Hinge-Loss Markov Random Fields and Probabilistic Soft Logic: A Scalable Approach to Structured Prediction

Thumbnail Image
Publication or External Link
Bach, Stephen Hilliard
Getoor, Lise
A fundamental challenge in developing impactful artificial intelligence technologies is balancing the ability to model rich, structured domains with the ability to scale to big data. Many important problem areas are both richly structured and large scale, from social and biological networks, to knowledge graphs and the Web, to images, video, and natural language. In this thesis I introduce two new formalisms for modeling structured data, distinguished from previous approaches by their ability to both capture rich structure and scale to big data. The first, hinge-loss Markov random fields (HL-MRFs), is a new kind of probabilistic graphical model that generalizes different approaches to convex inference. I unite three views of inference from the randomized algorithms, probabilistic graphical models, and fuzzy logic communities, showing that all three views lead to the same inference objective. I then derive HL-MRFs by generalizing this unified objective. The second new formalism, probabilistic soft logic (PSL), is a probabilistic programming language that makes HL-MRFs easy to define, refine, and reuse for relational data.
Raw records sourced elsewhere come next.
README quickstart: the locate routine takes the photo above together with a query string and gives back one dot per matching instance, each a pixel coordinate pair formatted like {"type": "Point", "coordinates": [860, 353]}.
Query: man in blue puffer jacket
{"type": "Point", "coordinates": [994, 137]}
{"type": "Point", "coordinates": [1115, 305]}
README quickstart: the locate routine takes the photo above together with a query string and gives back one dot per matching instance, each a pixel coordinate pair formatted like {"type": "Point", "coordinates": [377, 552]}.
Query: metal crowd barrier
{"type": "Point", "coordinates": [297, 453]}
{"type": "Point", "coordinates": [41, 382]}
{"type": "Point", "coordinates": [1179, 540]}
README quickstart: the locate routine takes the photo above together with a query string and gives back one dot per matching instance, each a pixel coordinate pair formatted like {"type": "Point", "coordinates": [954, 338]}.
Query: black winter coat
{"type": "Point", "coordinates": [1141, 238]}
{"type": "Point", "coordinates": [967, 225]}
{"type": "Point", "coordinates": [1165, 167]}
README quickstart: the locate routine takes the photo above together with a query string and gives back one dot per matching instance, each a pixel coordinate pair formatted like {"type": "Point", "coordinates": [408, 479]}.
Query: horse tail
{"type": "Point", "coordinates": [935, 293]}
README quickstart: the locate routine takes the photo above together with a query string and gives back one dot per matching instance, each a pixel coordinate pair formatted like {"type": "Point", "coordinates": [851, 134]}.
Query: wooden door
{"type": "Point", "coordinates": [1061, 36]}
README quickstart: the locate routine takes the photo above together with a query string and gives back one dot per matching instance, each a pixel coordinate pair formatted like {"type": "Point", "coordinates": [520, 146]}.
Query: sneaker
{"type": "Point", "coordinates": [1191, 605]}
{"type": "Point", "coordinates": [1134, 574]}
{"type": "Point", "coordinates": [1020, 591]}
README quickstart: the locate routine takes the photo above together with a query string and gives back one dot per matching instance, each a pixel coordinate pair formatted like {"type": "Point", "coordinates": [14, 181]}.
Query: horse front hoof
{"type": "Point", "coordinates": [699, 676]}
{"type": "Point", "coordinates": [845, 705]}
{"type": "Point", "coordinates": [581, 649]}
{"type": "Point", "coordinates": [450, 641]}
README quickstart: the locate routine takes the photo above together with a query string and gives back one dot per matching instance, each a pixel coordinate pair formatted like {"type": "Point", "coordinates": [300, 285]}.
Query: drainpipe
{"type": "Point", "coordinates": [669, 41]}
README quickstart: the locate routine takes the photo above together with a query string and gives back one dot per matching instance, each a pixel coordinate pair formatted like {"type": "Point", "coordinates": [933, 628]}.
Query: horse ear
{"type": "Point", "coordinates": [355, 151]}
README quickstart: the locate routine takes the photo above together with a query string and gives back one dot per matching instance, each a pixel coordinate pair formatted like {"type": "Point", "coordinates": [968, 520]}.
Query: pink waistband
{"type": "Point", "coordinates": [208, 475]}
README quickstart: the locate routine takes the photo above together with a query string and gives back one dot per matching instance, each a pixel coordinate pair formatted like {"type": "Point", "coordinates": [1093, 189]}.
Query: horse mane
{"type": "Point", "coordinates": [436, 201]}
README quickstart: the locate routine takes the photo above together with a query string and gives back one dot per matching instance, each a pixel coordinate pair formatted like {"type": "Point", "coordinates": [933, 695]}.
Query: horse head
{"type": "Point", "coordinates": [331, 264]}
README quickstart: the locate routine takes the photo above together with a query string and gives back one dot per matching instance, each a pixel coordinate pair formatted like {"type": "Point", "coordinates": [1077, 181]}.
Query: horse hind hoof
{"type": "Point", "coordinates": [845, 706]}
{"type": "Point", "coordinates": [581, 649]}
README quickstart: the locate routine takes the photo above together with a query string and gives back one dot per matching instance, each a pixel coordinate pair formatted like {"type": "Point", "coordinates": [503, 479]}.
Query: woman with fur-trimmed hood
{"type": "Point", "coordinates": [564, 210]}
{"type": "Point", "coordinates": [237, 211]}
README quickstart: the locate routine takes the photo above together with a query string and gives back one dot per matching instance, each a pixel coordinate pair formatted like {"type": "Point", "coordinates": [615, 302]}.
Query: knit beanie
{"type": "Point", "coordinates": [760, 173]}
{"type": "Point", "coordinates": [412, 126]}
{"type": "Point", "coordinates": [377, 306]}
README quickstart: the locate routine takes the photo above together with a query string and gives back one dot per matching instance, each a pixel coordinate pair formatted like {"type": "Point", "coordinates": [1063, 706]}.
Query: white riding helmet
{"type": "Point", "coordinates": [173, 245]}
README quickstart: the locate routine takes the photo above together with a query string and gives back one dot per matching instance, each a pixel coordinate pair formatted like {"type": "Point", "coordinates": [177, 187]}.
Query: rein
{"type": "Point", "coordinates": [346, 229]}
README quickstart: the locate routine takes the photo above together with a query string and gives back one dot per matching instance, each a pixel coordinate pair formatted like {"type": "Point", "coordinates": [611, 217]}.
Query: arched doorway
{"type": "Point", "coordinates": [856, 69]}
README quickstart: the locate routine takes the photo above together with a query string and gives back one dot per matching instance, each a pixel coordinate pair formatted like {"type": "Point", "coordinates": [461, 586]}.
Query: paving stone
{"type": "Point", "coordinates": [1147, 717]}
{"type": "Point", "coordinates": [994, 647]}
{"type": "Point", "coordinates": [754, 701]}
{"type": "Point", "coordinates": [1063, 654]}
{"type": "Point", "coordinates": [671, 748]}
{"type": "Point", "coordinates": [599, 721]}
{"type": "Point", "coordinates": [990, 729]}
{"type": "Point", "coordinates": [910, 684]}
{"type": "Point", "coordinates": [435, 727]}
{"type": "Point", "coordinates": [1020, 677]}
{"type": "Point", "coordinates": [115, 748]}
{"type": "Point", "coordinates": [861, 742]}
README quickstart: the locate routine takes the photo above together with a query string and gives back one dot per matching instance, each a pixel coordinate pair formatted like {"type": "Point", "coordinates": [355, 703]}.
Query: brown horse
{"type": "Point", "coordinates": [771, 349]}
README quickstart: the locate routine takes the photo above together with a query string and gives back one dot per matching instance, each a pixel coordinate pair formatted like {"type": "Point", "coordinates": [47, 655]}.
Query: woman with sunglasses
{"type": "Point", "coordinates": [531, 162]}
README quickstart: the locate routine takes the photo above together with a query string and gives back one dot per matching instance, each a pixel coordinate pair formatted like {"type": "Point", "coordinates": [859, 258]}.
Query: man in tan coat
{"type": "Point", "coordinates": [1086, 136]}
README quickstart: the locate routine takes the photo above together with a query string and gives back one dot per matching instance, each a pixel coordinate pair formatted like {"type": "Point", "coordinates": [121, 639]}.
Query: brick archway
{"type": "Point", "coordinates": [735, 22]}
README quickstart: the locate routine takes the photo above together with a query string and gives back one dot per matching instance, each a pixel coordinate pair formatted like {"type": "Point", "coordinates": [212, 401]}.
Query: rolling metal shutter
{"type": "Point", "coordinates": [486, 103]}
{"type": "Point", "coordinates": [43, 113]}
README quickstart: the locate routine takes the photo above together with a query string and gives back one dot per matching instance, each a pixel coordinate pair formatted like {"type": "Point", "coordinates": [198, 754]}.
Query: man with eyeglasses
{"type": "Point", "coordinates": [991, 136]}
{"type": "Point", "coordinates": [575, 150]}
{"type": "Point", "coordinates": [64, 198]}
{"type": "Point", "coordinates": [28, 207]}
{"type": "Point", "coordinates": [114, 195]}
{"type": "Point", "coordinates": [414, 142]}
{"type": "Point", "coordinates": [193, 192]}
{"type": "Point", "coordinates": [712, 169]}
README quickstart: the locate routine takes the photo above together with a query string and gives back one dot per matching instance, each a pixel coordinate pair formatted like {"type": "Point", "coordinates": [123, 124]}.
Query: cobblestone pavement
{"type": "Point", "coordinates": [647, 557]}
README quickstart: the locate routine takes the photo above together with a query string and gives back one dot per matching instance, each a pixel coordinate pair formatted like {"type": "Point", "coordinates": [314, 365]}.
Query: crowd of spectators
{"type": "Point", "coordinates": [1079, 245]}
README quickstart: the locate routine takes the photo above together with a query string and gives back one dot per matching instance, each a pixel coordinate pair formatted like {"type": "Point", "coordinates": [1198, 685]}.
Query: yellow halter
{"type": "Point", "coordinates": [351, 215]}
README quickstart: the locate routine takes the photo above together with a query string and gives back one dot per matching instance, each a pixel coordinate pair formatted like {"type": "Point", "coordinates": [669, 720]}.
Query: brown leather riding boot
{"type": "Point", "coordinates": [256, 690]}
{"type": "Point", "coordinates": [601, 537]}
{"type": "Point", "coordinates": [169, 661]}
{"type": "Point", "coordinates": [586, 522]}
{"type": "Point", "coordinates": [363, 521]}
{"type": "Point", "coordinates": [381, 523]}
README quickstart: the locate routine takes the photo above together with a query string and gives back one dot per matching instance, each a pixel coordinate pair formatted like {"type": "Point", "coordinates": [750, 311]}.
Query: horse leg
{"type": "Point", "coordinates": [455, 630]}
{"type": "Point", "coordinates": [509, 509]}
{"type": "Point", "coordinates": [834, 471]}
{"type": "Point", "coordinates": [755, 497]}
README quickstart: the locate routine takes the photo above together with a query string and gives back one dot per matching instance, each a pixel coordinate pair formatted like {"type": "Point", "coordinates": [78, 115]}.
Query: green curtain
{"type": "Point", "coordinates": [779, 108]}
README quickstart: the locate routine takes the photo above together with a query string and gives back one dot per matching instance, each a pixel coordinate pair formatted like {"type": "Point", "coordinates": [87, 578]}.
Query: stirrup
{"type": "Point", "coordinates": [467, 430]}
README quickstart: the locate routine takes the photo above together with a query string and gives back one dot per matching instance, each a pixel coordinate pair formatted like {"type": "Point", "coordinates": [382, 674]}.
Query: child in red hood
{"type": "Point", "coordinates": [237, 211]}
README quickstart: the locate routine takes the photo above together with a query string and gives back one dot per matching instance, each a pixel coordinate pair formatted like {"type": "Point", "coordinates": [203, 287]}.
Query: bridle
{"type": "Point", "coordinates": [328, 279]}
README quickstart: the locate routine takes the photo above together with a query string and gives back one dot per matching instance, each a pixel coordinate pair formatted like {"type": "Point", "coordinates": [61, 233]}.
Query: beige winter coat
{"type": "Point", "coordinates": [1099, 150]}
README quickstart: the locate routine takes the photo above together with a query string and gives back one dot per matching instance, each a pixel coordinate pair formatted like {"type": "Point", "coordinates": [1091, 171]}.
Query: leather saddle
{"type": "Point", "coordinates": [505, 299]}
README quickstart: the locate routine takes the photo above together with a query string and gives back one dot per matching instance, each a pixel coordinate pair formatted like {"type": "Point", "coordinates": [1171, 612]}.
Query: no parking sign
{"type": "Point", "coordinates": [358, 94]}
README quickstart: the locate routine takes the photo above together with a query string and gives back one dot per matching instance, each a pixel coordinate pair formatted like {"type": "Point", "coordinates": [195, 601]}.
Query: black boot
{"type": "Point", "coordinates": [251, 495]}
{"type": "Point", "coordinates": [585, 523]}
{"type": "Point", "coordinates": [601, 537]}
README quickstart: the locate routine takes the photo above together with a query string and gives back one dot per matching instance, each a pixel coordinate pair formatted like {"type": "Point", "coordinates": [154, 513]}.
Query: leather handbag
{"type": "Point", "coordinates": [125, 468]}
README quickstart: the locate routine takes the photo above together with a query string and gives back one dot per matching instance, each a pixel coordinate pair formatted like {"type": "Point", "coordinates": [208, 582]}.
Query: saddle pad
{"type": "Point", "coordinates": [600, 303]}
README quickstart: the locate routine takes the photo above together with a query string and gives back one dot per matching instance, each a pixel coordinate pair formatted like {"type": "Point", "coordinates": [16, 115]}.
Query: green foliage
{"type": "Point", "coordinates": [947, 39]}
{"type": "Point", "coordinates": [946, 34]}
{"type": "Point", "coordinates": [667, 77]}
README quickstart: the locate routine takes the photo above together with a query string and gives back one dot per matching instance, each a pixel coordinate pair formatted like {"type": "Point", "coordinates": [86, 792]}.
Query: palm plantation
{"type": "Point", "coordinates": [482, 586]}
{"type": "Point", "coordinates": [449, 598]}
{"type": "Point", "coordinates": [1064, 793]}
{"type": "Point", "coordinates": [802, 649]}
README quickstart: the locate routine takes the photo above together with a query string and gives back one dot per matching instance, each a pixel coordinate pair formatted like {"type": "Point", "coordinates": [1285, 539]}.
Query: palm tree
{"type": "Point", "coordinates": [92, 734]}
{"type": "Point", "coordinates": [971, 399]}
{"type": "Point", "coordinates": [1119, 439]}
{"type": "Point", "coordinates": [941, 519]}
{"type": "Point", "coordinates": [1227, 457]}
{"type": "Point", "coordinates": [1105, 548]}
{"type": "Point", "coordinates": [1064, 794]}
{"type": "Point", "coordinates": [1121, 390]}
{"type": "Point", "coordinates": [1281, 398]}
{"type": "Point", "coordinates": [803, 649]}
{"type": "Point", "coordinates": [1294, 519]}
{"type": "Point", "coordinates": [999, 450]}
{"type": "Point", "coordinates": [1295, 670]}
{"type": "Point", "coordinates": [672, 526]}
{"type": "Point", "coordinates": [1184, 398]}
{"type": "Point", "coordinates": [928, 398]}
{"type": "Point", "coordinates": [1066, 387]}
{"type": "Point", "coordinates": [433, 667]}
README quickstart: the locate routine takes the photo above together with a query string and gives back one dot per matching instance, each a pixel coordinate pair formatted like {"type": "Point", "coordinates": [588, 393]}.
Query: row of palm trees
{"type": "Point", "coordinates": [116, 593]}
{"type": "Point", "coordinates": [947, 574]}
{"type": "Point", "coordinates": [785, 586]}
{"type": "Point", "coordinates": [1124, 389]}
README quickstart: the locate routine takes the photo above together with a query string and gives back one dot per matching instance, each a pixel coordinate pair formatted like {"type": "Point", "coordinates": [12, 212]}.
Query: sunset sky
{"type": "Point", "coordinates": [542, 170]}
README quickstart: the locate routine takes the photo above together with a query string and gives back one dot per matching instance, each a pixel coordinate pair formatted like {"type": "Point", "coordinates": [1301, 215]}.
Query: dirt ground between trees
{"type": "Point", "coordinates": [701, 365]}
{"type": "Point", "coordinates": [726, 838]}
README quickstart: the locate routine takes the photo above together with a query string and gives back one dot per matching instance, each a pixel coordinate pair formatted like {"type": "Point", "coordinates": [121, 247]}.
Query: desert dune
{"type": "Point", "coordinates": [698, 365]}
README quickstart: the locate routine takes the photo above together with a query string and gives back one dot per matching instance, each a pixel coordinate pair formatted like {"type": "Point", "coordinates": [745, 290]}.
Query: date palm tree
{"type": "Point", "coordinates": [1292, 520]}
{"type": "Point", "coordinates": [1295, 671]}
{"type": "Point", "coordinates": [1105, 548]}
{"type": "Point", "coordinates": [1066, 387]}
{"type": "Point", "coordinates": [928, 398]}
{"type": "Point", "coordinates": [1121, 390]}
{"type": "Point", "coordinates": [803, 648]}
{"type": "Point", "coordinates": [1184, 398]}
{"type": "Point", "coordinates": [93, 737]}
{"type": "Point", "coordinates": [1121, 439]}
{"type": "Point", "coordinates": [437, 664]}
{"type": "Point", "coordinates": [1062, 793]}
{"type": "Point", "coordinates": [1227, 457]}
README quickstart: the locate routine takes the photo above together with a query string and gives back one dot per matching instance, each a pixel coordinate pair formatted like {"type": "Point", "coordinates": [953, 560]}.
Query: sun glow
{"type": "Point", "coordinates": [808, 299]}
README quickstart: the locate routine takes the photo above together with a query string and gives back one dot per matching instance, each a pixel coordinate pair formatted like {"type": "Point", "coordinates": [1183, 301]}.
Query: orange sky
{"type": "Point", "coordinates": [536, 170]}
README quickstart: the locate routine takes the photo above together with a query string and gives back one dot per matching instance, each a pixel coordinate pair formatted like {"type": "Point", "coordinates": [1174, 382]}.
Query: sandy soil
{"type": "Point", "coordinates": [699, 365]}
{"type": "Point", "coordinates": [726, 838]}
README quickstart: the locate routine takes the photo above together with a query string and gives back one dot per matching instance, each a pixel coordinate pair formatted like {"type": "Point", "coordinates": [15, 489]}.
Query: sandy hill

PSL uses a syntax based on first-order logic to compactly specify complex models. I next introduce an algorithm for inferring most-probable variable assignments (MAP inference) for HL-MRFs that is extremely scalable, much more so than commercially available software, because it uses message passing to leverage the sparse dependency structures common in inference tasks. I then show how to learn the parameters of HL-MRFs using a number of learning objectives. The learned HL-MRFs are as accurate as traditional, discrete models, but much more scalable. To enable HL-MRFs and PSL to capture even richer dependencies, I then extend learning to support latent variables, i.e., variables without training labels. To overcome the bottleneck of repeated inferences required during learning, I introduce paired-dual learning, which interleaves inference and parameter updates. Paired-dual learning learns accurate models and is also scalable, often completing before traditional methods make even one parameter update. Together, these algorithms enable HL-MRFs and PSL to model rich, structured data at scales not previously possible.